Она затеяла уборку. Оля ей помогала. Никогда еще Тоня не любила дочь так, как в этот вечер. С замиранием сердца следила, как девочка старательно сопит, водит неумело тряпкой по столу, оставляя серебристые полумесяцы пыли на полированной плоскости. Любовь всегда переживалась Тоней как благодарность. Тоня всегда была в долгу перед дочерью за огромный детский труд — расти и взрослеть. И Оля очень бы удивилась, если бы, научившись чему-нибудь, не увидела маминой благодарности.
Вечер выдался для Оли счастливый. Мама не гнала спать, вместе работали, нашли на антресолях позабытые старые игрушки. Потом сидели, обнявшись, в кресле, смотрели по телевизору взрослый фильм, и, хоть ничего в фильме, по мнению Оли, не было страшного, мама всплакнула.

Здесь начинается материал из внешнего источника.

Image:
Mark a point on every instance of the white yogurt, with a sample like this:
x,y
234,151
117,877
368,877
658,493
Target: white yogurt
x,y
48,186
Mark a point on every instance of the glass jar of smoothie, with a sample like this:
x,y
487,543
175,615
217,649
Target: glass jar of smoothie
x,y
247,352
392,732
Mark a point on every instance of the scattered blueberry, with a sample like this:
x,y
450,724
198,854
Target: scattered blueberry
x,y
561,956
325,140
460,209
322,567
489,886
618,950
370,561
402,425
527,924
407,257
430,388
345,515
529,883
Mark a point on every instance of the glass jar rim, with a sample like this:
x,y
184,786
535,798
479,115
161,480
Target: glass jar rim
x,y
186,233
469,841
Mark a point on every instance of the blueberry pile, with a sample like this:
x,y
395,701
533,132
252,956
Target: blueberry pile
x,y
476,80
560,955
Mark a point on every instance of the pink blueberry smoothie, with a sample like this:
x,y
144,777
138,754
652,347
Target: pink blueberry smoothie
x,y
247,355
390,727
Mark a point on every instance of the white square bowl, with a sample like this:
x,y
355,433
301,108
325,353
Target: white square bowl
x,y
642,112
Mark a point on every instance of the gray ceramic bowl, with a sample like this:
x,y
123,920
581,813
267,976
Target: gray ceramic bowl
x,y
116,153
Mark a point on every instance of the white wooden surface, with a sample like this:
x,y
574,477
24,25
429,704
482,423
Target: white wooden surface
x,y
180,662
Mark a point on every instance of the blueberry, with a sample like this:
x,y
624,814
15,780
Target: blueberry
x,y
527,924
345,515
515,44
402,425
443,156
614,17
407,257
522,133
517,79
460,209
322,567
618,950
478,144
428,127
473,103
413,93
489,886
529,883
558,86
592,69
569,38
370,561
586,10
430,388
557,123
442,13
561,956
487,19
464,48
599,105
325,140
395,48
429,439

Потом мама почитала про ежика-почтальона, и под чтение Оля заснула в своей кроватке.
Зачем им Степан? Им никто не нужен. Тоня закончила уборку и легла спать. Раньше у нее было так: в институте плохо — ей и дома все постылым становится и на вечеринку не хочется идти, дома плохо — занятия невыносимы. С возрастом появился какой-то механизм, какой-то рычажок внутри, который направляет ее интерес туда, где доступна радость. При неудачах в цехе милее становится для нее дом, а при домашних неурядицах — цех. Ушел Степан, повернулся рычажок — и все тепло, припасенное для Степана, передается теперь Оленьке. Но все-таки заедает иногда рычажок. Особенно по утрам. Надо проснуться, и думаешь: зачем? И не хочется просыпаться. Чего ему не хватало? Ну, сорвалась, накричала лишнего, бывает же… Почему ничто не дается ей даром?
Тоня вспоминает свою унизительную попытку помириться и тихонько мычит от стыда. Надо было спокойно поговорить, а ей вдруг вздумалось напустить на себя игривость, как будто все так, пустяки, как будто ей просто смешон Степан, этот ребенок, который не ведает, что творит, который, недогляди за ним, обязательно нашалит, да, да, он нашалил, и он смешон, да и она хороша — принимать за трагедию чепуху… И главное, эта нелепая ее игривость помогла бы и Степан — он все молчал, не шел навстречу, ведь и вправду уверил себя, что обижен, — Степан остался бы, если б у нее хватило духу перенести унижение до конца, молить его, всплакнуть, быть женщиной. На это не хватило мужества, и она проиграла. Надо встать, заняться чем-нибудь.